The woman who used to be a man had sighed inwardly when she saw Gary swagger in with his load of dirty jeans and concert t-shirts. He wasn’t a bad-looking guy, except for that heinous hair cut, and his body looked fit under his loose t-shirt. He kept glancing over at her and smiling and Melanie knew it was only a matter of time before he made his move. She wondered what his approach would be. Small talk about the weather? A generic compliment about what she was wearing? A question about the book she had in her lap?
Gary caught the girl looking at him. She was checking him out, not yet sold but interested. She wouldn’t say something first, he could tell, but if he picked the right approach, she would respond. He imagined her perched on one of the washers, him leaning close enough to smell her scent, their conversation ranging from politics to pasta and back again.
“Can you believe how warm it is?” he asked, “in January?”
A look of disappointment crossed her face and all she said was “Mmmm.”
Gary turned back to the washer and concentrated on meticulously measuring out the capful of liquid soap. Normally he just slopped it in there.
He closed the lid with a clang that sounded abnormally loud in the near-empty room.

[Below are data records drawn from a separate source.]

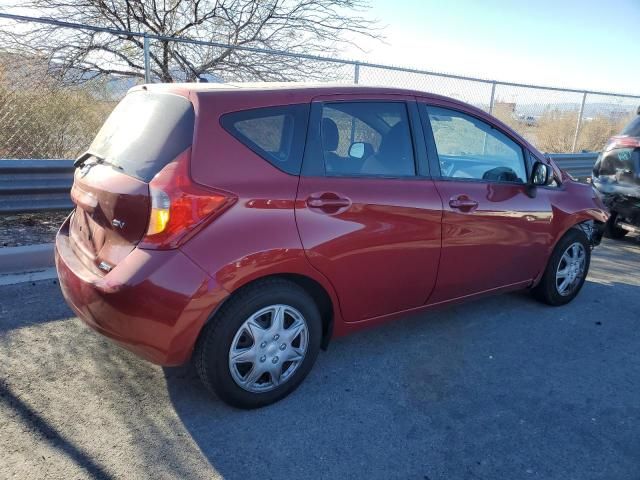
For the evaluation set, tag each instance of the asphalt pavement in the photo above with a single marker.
(500, 388)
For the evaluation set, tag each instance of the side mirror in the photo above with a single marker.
(540, 174)
(356, 150)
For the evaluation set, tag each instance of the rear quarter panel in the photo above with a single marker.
(573, 203)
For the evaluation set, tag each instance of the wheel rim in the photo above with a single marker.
(268, 348)
(571, 268)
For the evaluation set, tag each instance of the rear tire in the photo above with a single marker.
(566, 271)
(611, 230)
(246, 358)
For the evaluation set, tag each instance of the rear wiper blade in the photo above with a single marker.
(78, 162)
(85, 156)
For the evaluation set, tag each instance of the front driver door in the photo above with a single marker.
(495, 232)
(369, 217)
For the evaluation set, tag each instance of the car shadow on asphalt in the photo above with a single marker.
(444, 394)
(38, 423)
(21, 305)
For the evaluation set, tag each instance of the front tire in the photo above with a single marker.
(261, 344)
(566, 271)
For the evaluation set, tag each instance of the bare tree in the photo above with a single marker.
(297, 26)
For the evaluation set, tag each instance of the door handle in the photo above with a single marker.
(463, 202)
(328, 202)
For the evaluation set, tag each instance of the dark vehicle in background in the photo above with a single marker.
(616, 175)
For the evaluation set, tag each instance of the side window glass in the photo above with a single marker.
(275, 133)
(469, 148)
(367, 138)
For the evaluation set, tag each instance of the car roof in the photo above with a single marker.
(301, 88)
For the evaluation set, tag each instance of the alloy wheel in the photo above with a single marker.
(268, 348)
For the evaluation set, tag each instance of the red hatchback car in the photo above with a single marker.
(247, 225)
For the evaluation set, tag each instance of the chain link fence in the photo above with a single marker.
(44, 116)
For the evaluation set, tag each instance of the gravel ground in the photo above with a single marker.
(30, 228)
(501, 388)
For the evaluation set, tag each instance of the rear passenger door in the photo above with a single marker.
(367, 213)
(496, 231)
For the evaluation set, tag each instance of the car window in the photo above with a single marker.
(367, 138)
(469, 148)
(275, 133)
(633, 128)
(145, 132)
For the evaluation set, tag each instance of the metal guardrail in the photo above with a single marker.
(35, 185)
(43, 185)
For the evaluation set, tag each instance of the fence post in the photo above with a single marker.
(147, 68)
(493, 94)
(579, 123)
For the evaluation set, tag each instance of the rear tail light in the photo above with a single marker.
(179, 207)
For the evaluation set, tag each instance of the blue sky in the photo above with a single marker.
(577, 44)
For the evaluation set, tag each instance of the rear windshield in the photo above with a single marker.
(633, 128)
(145, 132)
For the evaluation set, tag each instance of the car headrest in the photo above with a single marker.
(330, 136)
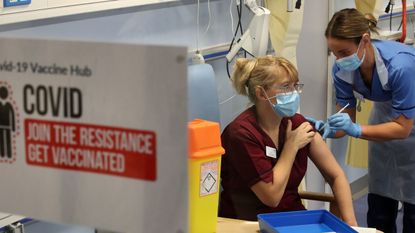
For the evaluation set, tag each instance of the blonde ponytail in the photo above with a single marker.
(262, 72)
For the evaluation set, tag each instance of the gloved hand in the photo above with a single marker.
(342, 121)
(327, 131)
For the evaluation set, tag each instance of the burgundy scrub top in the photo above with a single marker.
(245, 163)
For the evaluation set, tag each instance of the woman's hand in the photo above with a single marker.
(299, 137)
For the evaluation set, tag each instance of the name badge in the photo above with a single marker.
(271, 152)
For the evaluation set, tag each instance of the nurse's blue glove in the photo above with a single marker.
(318, 124)
(324, 129)
(342, 121)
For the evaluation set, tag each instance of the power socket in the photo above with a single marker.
(197, 58)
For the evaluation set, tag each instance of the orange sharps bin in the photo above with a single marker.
(205, 152)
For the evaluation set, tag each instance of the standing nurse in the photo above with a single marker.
(384, 72)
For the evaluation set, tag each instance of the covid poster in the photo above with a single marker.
(94, 134)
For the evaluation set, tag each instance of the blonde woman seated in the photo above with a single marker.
(268, 144)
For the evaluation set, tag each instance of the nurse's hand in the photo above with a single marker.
(318, 124)
(342, 121)
(323, 128)
(301, 136)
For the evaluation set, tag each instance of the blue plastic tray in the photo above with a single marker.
(304, 221)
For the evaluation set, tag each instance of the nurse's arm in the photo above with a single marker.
(334, 175)
(398, 128)
(352, 114)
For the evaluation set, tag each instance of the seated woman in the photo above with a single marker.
(267, 146)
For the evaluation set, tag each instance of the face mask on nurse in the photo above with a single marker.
(352, 62)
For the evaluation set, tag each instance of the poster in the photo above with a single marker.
(94, 134)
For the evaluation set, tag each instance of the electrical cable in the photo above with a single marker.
(197, 25)
(210, 18)
(238, 26)
(390, 18)
(227, 100)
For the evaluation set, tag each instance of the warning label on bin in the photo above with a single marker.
(209, 178)
(92, 148)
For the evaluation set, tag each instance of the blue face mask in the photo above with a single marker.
(352, 62)
(287, 103)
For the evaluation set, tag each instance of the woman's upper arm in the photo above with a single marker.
(324, 160)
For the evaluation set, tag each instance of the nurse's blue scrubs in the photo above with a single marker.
(391, 163)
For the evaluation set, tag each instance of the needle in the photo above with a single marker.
(341, 110)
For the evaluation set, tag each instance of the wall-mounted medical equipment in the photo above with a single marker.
(255, 39)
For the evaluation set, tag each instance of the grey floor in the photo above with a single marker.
(360, 208)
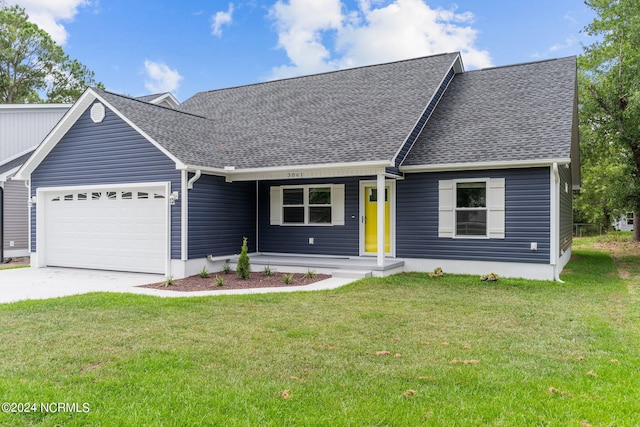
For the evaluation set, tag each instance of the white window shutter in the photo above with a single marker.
(446, 198)
(496, 208)
(337, 204)
(275, 203)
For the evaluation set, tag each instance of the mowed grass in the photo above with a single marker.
(405, 350)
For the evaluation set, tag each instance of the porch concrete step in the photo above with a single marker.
(351, 274)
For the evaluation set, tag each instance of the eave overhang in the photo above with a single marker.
(232, 173)
(508, 164)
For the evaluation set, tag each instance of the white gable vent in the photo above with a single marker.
(97, 112)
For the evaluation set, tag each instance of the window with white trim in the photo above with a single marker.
(307, 205)
(471, 208)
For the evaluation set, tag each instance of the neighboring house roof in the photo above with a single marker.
(505, 114)
(165, 99)
(361, 116)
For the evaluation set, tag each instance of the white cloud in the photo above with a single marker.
(321, 35)
(220, 19)
(160, 78)
(568, 43)
(48, 15)
(300, 25)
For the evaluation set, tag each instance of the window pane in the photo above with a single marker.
(471, 195)
(293, 215)
(373, 195)
(320, 196)
(320, 215)
(293, 196)
(471, 223)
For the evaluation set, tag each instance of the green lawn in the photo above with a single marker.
(457, 352)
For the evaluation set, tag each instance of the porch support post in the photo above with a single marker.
(381, 219)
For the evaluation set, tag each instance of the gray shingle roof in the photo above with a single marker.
(14, 163)
(355, 115)
(513, 113)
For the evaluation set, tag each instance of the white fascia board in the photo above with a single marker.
(457, 68)
(509, 164)
(26, 107)
(63, 126)
(178, 162)
(55, 135)
(20, 154)
(8, 174)
(297, 172)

He selected the cycle, pushed in the dial.
The girl had her eyes on the book in her lap but he could tell she wasn’t really reading, that she was waiting for him to try again, hoping he’d do better next time.
He studied her, sure he’d seen her around somewhere.
She was older than he’d first thought, maybe in her late 30s somewhere. There were threads of silver in her glossy black hair.
He wondered what she would look like with her hair unbraided and floating around her head. He wondered what the hair would look like fanned out on his pillow.
She was not quite pretty and a little too skinny for Gary’s taste but her slender body looked as bendy as a willow branch. He wondered if she taught Pilates or something.
“I like your boots,” he said.
“Thanks,” she said, without looking up.
Gary sighed and sat down on one of the Laundromat’s uncomfortable chairs, careful to keep his distance.
He didn’t want to spook her.
Gary wanted to make her laugh.
Because if he could do that, he could get her into bed. And after sex, they could talk.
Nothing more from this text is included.